He looked along the sides of the ragged, v-shaped gash in the hill plunging down from the trail. The angled slope of the ravine was smothered in ricks of snow that clustered around the scraggly underbrush, its pristine surface unblemished by any undulation or depression suggesting a hidden path or even so much as a wash leading to the bottom. He considered working his way down by going from bush to bush. He tested an outcropping. The snow-crusted ice crackled as the branch slipped from his grasp.

"If you can hear me, wave your hand,” he shouted again. He shaded his eyes to detect any movement, but the girl remained still, grotesque in the way a freezing death renders flesh into hauntingly lifelike stone. He straightened and stepped back to the safety of the trail. His lips were dry and cold, his throat burning, a sour taste in his mouth. Dead, he thought. Dead.

He removed the glove from his right hand, bent over and grabbed a fistful of snow.
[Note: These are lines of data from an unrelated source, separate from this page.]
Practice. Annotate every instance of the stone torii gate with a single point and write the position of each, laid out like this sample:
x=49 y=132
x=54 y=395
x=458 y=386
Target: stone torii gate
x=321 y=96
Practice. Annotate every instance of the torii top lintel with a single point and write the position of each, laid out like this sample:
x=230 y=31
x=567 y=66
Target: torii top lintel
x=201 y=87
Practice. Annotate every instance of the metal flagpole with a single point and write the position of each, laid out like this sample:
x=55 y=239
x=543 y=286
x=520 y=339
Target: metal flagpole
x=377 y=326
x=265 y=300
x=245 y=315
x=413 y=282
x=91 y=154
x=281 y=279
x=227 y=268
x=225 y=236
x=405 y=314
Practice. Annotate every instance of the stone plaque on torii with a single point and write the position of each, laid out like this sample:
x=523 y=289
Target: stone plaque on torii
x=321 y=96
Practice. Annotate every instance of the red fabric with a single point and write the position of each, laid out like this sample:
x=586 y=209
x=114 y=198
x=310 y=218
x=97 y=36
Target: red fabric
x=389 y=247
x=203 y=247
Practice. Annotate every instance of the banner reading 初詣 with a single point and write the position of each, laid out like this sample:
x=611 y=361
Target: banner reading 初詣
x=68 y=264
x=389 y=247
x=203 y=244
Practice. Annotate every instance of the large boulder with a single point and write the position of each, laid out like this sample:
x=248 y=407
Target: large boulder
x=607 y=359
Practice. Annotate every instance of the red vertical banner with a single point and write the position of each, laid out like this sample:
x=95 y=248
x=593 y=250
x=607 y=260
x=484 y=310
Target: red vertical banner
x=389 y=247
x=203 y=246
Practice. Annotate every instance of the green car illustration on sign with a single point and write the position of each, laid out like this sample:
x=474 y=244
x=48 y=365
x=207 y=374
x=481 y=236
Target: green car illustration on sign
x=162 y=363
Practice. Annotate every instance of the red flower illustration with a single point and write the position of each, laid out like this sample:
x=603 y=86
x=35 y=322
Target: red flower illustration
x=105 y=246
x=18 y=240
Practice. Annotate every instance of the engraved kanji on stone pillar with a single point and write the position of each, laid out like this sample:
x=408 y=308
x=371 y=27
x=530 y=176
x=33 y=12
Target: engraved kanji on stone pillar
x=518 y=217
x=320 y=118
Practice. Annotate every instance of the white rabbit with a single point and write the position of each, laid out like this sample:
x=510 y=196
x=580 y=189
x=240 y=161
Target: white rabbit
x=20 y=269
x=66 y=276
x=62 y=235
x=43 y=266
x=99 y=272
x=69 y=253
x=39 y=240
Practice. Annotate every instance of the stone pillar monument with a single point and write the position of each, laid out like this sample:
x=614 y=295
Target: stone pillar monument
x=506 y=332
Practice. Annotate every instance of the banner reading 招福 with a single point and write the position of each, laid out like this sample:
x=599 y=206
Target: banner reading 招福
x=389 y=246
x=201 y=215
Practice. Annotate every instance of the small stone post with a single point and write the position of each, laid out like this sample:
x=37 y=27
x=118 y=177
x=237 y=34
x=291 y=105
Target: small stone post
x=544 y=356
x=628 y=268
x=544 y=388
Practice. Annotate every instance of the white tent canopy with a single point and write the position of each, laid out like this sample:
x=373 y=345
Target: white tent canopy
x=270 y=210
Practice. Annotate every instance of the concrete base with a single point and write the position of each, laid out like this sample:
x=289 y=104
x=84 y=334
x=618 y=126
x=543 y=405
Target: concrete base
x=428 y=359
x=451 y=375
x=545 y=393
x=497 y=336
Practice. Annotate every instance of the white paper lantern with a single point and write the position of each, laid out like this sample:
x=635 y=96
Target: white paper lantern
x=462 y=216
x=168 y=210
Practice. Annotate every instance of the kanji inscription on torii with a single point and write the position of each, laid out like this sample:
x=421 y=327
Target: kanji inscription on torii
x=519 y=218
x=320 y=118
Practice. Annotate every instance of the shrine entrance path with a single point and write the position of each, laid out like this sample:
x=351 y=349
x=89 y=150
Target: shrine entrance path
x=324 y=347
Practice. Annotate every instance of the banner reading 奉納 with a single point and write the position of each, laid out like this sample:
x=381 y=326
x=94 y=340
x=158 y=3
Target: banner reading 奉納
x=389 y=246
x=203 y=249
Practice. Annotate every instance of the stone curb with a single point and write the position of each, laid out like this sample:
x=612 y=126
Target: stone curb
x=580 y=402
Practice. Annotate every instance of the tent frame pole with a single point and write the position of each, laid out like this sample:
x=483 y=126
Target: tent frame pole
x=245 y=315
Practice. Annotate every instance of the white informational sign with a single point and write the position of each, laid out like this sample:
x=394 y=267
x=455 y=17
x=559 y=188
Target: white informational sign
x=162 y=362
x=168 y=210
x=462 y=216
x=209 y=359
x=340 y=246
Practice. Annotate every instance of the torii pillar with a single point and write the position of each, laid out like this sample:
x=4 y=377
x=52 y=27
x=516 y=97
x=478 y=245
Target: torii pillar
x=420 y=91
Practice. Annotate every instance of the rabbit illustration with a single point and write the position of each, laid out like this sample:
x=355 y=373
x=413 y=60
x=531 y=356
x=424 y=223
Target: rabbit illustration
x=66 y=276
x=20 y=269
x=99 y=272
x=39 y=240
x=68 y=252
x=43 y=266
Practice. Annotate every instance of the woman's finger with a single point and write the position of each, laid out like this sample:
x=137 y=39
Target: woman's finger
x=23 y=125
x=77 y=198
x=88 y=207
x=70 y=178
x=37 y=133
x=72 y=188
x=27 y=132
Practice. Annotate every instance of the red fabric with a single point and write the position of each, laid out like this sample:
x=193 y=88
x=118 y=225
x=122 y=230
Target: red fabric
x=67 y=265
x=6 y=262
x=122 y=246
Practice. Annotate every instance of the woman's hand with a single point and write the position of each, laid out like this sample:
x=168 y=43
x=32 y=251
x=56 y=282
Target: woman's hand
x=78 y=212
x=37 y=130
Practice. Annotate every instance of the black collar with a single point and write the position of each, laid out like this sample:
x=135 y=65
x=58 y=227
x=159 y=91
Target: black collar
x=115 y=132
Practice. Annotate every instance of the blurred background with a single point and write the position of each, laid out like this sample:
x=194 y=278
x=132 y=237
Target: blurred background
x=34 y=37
He took several small nips, sucking the icy water into his mouth and trying to swallow. It was like that girl in West Newbury last summer. A local delivery man had pulled to the side of a country road to take a leak and spotted legs sticking out of a culvert.

Keith got the straight scoop from his brother, proving that having a cop for a brother meant finding out about the stuff that wasn't published in the newspapers. Robbie was the lead homicide detective at the scene, had told Keith the whole story, including the fact that the girl was only thirteen. “Thirteen,” Robbie repeated for emphasis. “Thirteen.”

“What about the delivery guy?” Keith had asked his brother. “You check him out?”

“Whaddaya think? Sure we did. Nothing there. Let the guy go.”

A soft breeze curled through the dry underbrush, rustling the barren branches. Keith looked back at the trail. The glaring snow was so saturated with frozen water that the glassy surface reflected an eerie blue iridescence broken only by the trail of Keith’s own footprints. Footprints. Right, he thought. Although the lone tracks certainly suggested that he had no connection with a body that had been down in the gorge since before the last snowstorm, Keith suspected the police might figure that the prints showed that Keith’s knew exactly where he was going, or rather, coming from. And the coming from was coming back to the scene of the crime. Like Robbie said, criminals will come back to the murder scene, especially if they intend to create an alibi.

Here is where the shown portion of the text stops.